Verdächtigem droht Anklage
Die beiden Jugendlichen stellten sich zwei Tage später der Polizei, da sie auf einem Überwachungsvideo gut zu erkennen waren. Ein besonderes Motiv für ihre Tat konnten die Burschen bei den Einvernahmen nicht angeben. "Sie waren halt nicht gut drauf", berichtete damals Michael Mimra, Leiter der Kriminaldirektion 1 (KD 1).

Einer der Verdächtigen, ein 20-jähriger Wiener, ist in Haft. Der andere, ein 20-Jähriger aus Niederösterreich, wurde auf freiem Fuß wegen Beteiligung angezeigt.

Laut Gerhard Jarosch, dem Sprecher der Wiener Staatsanwaltschaft, droht dem 20-jährigen Wiener nun eine Anklage wegen schwerer absichtlicher Körperverletzung mit Todesfolge - der Strafrahmen beträgt bis zu zehn Jahre Haft.
Natschläger war jahrelang ÖVP-Bezirkspolitiker in Wien-Währing. Zuletzt war er auch Vorsitzender des Finanzausschusses.
Auf offener Straße grundlos niedergeprügelt
Die beiden angetrunkenen 20-Jährigen hatten zuvor in der Linie 41 randaliert und Passagiere attackiert. Der Fahrer verwies sie bei der Station Kutschkergasse daraufhin des Zuges. Nachdem sie "aggressive Handlungen" gegen die Straßenbahn gesetzt hatten, liefen sie die Währinger Straße stadtauswärts.

Vor einem Kaffeegeschäft trafen die beiden auf ihr Opfer. Im Vorbeilaufen soll der mutmaßliche Haupttäter dem Politiker einen Schlag ins Gesicht versetzt haben, worauf dieser offenbar das Gleichgewicht verlor und mit dem Kopf gegen die Gehsteigkante prallte. Die jungen Männer liefen einfach weiter und gingen in ein Lokal etwas trinken.

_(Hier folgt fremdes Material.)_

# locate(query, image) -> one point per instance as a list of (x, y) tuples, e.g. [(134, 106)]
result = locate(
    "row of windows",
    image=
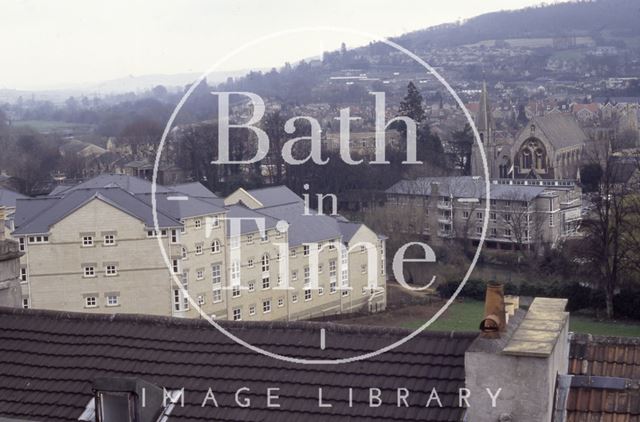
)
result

Die Polizei war den Burschen in der Folge bereits auf der Spur. Wegen der veröffentlichten Überwachungsbilder stellten sich die beiden aber vorher selbst. Der 20-Jährige Wiener wurde in das landesgerichtliche Gefangenenhaus überstellt. Er wurde damals wegen schwerer Körperverletzung, sein gleichaltriger Begleiter aus Niederösterreich auf freiem Fuß angezeigt.
Politische Reaktionen
Der Landesparteiobmann der ÖVP Wien, Wissenschaftsminister Johannes Hahn, und Klubobmann Matthias Tschirf würdigten den Verstorbenen als verdienten Bezirkspolitiker, engagierten Katholiken und rührigen Familienvater. ÖVP-Generalsekretär Hannes Missethon forderte erneut null Toleranz gegenüber jugendlicher Gewalt und verwies auf ein Erziehungscamp für straffällige Jugendliche in Deutschland.

Es falle besonders schwer, die richtigen Worte der Trauer und des Trostes für die Hinterbliebenen zu finden, wenn jemand wie in diesem tragischen Fall zufälliges Opfer sinnloser Gewalt geworden sei, sagte der Wiener Bürgermeister Michael Häupl (SPÖ).

Der Parteiobmann der Wiener FPÖ, Heinz-Christian Strache, forderte "jedenfalls die volle Härte der Justiz". BZÖ-Generalsekretär Gerald Grosz meinte ebenfalls, dass jetzt die Justiz gefordert sei, "ein deutliches Zeichen zu setzen". "Im Namen der Grünen möchte ich der Familie mein Beileid aussprechen", erklärte die Klubobfrau der Wiener Grünen, Maria Vassilakou. Gleichzeitig warnte sie davor, "aus dem Tod Natschlägers nun politisches Kapital schlagen zu wollen".